Why do you think tabbed browsing caught on so well? If you come across a new subject while browsing, you can open it in a new tab. When you are done exploring that topic, you can simply close the tab and you immediately return to your original train of thought. As your short-term memory manipulates all the information you take in from the secondary tab, your original train of thought associated with the original tab is moved to long-term memory. When you close the secondary tab, the information associated with the first tab must be moved back into short-term memory from long-term memory. It is much more efficient to do so when your brain has cues - in this case the first tab which holds the last page from your original train of thought.

It feels much more natural when an application stays open when switching to another app because when you close the second app, your first app is immediately available, right where you left it, allowing your brain to recall that train of thought without missing a beat. It's not as fluid when you always return to the home screen.

Very well said, and I concur with what's written above.

I think all of the peeps who say: "why do you need multitasking anyway?" Are only looking at Multi-tasking through the lens of: "oh, these guys just wanna run Pandora in the background."

There's another reason why we want Multitasking which Eso talks about above:

Fast app switching.

How annoying would it be on the desktop/notebook if you had to open up the browser, then close it and open up pages, then close that, open up keynote, then close that, and open up Bento.

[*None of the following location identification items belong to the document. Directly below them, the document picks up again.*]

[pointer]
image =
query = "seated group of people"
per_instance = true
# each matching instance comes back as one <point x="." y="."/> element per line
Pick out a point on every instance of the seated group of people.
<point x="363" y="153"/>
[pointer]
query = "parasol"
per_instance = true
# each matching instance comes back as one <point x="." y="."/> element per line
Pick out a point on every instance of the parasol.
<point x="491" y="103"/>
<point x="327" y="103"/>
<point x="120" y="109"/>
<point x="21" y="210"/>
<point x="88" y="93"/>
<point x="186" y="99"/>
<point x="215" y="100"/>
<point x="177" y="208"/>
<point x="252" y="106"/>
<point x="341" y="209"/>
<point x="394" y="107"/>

Guess what folks, that's the way it is right now on the iPhone (and iPad). This is why *I* want multitasking. A better way to navigate through applications.

w00master
 
Personally, I think anyone that says multitasking isn't a big deal to them, hasn't used a phone that multitasks. It makes a big difference in the function of the phone that push notifications only partly cover.

Multitasking is the only other major improvement I can think of that would improve the 3Gs.

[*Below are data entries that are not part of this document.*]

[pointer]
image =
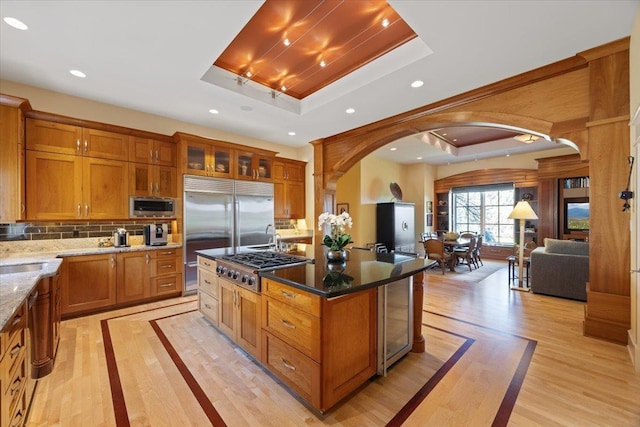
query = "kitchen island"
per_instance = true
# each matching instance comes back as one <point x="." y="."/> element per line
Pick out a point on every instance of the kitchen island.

There are other a few other improvements that I can think of, but multitasking is the only major one I can think of right now that would improve the 3Gs.
 
It's because 'Prince Mclean' makes stories up out of nowhere. It's why I stopped reading AppleInsider.

Are they still predicting the death of the Mac Mini?

I think McClean/Dilger can be a little blind but he does know his stuff. His stories always steer pro-Apple though which means you can't quote him with 100% factual accuracy.

For instance, he's spoken out many times against multitasking yet AI posts this article which goes against all he's said. Ironically he is partially credited with the post. Go read his post on multitasking and the Tech Night Owl podcast where he talks about it.

For myself and others who wanted multitasking, who knew it was possible, it has shown the line between those who are Apple fans and fanboys. Along with Dilger, there have been many on this forum that have spoken the same line and never managing to criticize Apple. A blind love that is so easily had is worthless to whomever it is offered to.